Clothing and home accounted for almost 60 per cent of earnings in the UK during the period. It’s a division that has worked hard to shed its dowdy image since M&S poached former Topshop fashion director Maddy Evans in 2019.

It gained a leading market share in womenswear in the UK during the summer for the first time in years – helped by dresses retailing at a magic price point of £39.50 going viral on TikTok and Instagram. It ended the period with a 9.5 per cent slice of the action in clothing and footwear.

The company now has an eyebrow-raising 18 per cent of the women’s jeans market – with its so-called Sienna Everyday jeans its best-selling item.

Still, Barclays analysts see obvious areas for M&S to target for further growth. While the group is a go-to for school uniforms in childrenswear – having cornered more than a fifth of the UK market – it seems few kids will be caught going around in its daywear.

Over in the men’s section, its share of socks and underwear sales is a multiple of that for casual tops and shoes.

In food, the 139-year-old company’s dine-at-home range has captured households as they look for an alternative to eating out or going to the pub amid the cost-of-living crisis. Still, M&S has only a 3.4 per cent share of the UK food retailers’ market.
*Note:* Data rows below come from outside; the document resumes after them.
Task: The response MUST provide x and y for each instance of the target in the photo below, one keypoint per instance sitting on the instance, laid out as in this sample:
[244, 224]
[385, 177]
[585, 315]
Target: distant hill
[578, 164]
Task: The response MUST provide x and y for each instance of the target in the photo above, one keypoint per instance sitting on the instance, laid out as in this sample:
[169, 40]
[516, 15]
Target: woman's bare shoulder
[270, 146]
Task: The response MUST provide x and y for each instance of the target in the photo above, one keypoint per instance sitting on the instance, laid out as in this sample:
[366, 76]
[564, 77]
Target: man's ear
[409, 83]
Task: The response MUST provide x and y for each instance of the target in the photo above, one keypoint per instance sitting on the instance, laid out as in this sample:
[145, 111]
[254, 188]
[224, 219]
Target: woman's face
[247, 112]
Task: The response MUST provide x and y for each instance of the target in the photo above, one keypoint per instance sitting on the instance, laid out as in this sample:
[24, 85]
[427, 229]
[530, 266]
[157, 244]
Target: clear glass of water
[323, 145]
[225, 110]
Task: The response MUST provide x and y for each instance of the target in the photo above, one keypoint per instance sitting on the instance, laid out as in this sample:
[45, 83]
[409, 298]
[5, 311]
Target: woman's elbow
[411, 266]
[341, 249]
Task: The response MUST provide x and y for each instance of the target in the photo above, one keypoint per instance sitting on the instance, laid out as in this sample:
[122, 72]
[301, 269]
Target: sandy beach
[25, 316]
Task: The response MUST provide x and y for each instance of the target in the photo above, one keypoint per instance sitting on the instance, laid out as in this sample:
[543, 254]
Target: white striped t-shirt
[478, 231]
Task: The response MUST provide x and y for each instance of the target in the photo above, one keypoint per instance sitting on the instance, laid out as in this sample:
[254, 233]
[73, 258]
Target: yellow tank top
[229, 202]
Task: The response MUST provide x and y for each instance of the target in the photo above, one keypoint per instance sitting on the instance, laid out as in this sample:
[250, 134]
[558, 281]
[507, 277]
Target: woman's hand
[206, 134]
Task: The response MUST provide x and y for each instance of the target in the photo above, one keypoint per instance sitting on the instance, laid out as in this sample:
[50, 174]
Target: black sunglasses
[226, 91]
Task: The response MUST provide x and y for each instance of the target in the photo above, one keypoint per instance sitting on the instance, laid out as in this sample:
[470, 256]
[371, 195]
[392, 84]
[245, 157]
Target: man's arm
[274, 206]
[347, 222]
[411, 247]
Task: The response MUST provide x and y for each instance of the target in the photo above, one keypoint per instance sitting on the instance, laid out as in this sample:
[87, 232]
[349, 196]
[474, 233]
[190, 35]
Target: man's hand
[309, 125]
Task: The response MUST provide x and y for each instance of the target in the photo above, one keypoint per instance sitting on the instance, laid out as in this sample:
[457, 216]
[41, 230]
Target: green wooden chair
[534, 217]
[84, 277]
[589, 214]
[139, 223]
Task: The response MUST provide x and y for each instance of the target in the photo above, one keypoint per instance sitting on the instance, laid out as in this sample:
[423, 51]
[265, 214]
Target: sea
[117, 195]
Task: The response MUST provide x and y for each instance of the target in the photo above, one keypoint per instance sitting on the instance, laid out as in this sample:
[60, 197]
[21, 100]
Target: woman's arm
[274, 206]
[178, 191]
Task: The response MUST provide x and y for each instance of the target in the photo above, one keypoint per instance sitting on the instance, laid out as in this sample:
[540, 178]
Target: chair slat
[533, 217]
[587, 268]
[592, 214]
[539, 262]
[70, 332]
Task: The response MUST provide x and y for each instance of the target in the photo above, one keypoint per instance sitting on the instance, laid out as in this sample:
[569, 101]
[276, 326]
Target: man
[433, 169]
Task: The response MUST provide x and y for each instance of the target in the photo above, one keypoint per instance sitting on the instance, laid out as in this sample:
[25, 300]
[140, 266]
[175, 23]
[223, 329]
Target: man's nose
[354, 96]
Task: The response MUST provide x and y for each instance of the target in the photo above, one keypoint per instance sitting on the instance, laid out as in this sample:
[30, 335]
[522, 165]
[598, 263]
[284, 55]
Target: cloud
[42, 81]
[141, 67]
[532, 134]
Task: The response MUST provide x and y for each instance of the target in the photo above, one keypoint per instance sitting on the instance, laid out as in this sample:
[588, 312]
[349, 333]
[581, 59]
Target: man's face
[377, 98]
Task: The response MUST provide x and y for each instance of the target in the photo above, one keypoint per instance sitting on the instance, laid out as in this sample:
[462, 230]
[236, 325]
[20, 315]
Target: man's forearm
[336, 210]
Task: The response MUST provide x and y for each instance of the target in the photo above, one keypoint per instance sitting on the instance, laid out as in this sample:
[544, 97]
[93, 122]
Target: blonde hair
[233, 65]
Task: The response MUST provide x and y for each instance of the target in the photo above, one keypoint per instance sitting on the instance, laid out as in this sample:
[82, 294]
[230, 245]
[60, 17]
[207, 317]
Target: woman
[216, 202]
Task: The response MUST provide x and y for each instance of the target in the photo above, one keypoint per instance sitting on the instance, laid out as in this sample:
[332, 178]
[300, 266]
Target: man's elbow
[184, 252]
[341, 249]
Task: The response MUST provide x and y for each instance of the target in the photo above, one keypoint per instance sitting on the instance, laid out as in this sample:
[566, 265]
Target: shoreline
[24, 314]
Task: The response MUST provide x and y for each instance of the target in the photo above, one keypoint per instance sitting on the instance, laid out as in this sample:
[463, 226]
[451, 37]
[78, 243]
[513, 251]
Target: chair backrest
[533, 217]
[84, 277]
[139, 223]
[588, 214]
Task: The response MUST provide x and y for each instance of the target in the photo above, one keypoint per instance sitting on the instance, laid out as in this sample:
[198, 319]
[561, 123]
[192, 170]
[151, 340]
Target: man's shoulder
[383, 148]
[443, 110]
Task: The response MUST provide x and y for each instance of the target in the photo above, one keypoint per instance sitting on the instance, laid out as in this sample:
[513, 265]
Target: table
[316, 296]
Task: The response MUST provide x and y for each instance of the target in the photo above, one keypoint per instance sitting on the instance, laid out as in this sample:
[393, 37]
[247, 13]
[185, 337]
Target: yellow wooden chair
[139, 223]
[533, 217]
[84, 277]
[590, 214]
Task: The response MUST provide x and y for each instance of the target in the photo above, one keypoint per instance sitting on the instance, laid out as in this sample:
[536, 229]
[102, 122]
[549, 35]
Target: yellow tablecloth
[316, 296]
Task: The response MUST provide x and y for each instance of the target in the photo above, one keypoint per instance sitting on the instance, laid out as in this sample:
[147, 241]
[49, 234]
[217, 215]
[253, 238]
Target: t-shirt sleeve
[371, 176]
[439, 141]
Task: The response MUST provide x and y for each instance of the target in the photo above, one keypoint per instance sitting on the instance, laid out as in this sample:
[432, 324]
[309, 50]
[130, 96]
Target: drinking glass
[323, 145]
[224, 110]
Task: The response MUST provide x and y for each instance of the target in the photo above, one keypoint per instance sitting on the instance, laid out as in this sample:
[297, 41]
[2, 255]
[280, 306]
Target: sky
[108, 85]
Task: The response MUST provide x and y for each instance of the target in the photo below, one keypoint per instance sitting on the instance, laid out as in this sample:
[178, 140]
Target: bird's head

The company’s purchase last year of its key logistics provider Gist in a deal worth up to £255 million, to secure control of its traditionally expensive food supply chain, is also paying off. Cost savings from the deal are running at an annualised £60 million. Analysts reckon there are more efficiencies to be scraped out as M&S and Gist take a proper look at the distribution network.

The benefits of M&S’s £750 million purchase in 2019 of a 50 per cent stake in online grocer Ocado – a deal that led to a 12 per cent drop in the retailer’s share price when first announced – have been less apparent.

The business still hasn’t added to M&S’s bottom line – even managing to lose money at the height of pandemic lockdowns, when online sales soared. Machin told analysts recently that he remains confident in the business, though it’ll be three years before it really starts to deliver.

The 105 per cent rally in M&S shares so far this year – a multiple of the 28 per cent gain posted by the wider European retail sector – saw the company rejoin the FTSE 100 index in London in September after a four-year hiatus.

Ratings agency Standard & Poor’s upgraded its view of M&S’s creditworthiness from “junk” to “investment grade” late last month, thanks to the group’s reduced borrowings and improved earnings.

The stellar performance of M&S – which is at the quality end of the high street – may be surprising at a time when the cost-of-living crisis is generally driving shoppers towards discounters like Lidl and Aldi.

Deutsche Bank analysts sounded a note of caution for European clothes retailers in a report published this week, saying a post-pandemic rebound in clothes sales should fade next year as the global economy remains weak and companies grapple with rising wage costs.

However, they highlighted M&S as one of their top picks in the sector for 2024, saying the group’s higher exposure to “older and wealthier” customers – whose savings are now benefiting from higher interest rates – should cushion it.

Machin will be glad of these, despite recent efforts to court a younger demographic.